By the 1980s, deindustrialization—aided by cuts to social programs such as Aid to Families with Dependent Children—was tearing apart the social fabric of valley steel towns like the one I grew up in. Hospital systems, however, provided a shock absorber. Care consumption only increased, facilitated by low-wage work and debt-financed investments in new construction. Community hospitals in small steel towns were no longer sustainable under this highly commodified model of care and were soon absorbed into regional health systems, which ultimately shuttered many of these facilities.
Beyond offering an exquisite regional economic history, The Next Shift illustrates how health care became a primary mechanism of social reproduction, allowing the American state to govern the economic and sociological consequences of deindustrialization. Health systems, generously financed by the public, would serve as regional economic stabilizers. At the same time, the provision of health care would itself become a highly lucrative vehicle for managing the symptoms of widening economic inequality.
If the portrait Winant paints of the contemporary American health care regime is bleak, he emphasizes that we should not view the situation as stable.

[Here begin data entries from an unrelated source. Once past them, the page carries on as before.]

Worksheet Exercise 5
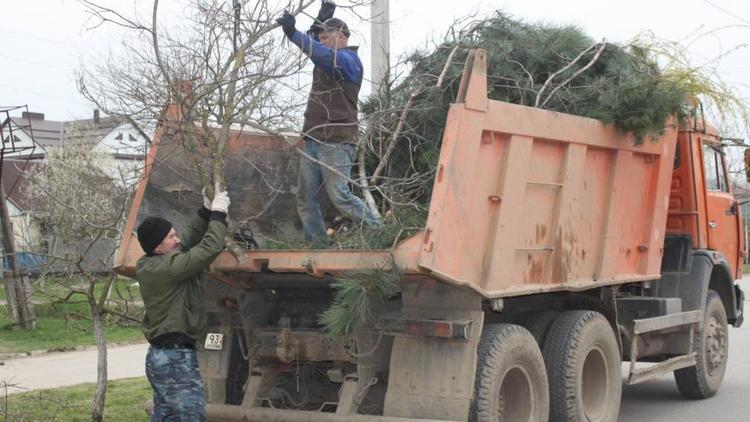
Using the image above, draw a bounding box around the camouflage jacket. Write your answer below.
[135,209,227,341]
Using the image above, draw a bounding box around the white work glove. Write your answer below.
[211,182,229,214]
[201,188,211,211]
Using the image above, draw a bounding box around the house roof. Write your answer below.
[11,115,63,146]
[2,113,145,159]
[63,116,126,145]
[0,158,41,211]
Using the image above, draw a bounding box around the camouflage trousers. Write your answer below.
[146,347,206,422]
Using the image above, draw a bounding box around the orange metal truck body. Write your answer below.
[115,52,692,297]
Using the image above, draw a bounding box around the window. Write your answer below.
[3,135,21,144]
[703,144,729,192]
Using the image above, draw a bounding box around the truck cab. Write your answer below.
[662,121,747,323]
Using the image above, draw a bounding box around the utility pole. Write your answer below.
[370,0,391,95]
[0,181,36,330]
[0,107,36,330]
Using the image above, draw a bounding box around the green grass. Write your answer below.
[0,377,151,422]
[0,280,143,353]
[0,278,141,301]
[0,305,143,353]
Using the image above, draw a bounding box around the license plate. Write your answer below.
[203,333,224,350]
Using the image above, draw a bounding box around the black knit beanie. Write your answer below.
[323,18,350,38]
[136,217,172,255]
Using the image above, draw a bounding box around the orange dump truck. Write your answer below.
[116,50,745,421]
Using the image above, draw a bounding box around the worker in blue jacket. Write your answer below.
[277,1,381,248]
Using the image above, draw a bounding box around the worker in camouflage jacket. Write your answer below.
[136,184,229,421]
[277,0,380,247]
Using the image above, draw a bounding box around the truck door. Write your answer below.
[703,143,740,279]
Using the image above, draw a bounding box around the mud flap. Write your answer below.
[383,282,484,420]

Indeed, the book reads like a catalog of the system's contradictions: regional health systems simultaneously constitute “shock absorbers” responding to unmet social needs while generating extreme inefficiencies in doing so. Health systems react to spiraling costs not by increasing productivity but instead by maintaining an extensive army of low-wage care workers.
It is among these workers—“collectively indispensable, but individually disposable” (261)—that Winant sees the greatest potential for change. There are growing signs of labor militancy in their ranks; over the last decade, the health care industry accounted for the largest share of strikes in the United States. Whatever one makes of these figures, one thing seems certain: if the political economy of American health care is to experience a disruption in the next decades, it will not happen in the absence of mobilization from the low-paid, and often underinsured, workers without whom health systems would not function.

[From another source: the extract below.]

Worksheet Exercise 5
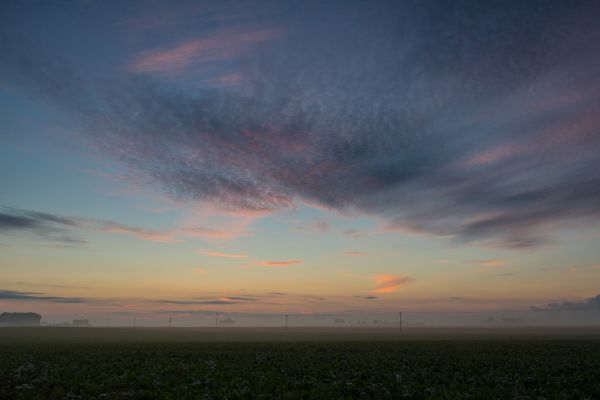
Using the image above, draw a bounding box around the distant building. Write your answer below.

The Next Shift offers powerful lessons for scholars of health policy and politics, complementing other recent work that brings the history of capitalism into the history of medicine (Chapin 2020). Most importantly, Winant shows that when we examine health policy as the product of a relatively autonomous set of political processes, we lose our ability to see how economic transformations, as well as collective responses to those changes, have molded its contours. As a result, political scientists are far better at describing the pathological American health care regime in static terms, or considering which policy solutions might generate a minimum winning coalition, than they are at identifying the conditions for a meaningful disruption of this system. Yet by shifting our attention away from the halls of Congress, as Winant does, and toward sites of class formation—the workplace, the home, and the community—we can better appreciate the regime's internal contradictions and vulnerabilities. Taken together, such analyses might form a map to the sites of an ongoing struggle.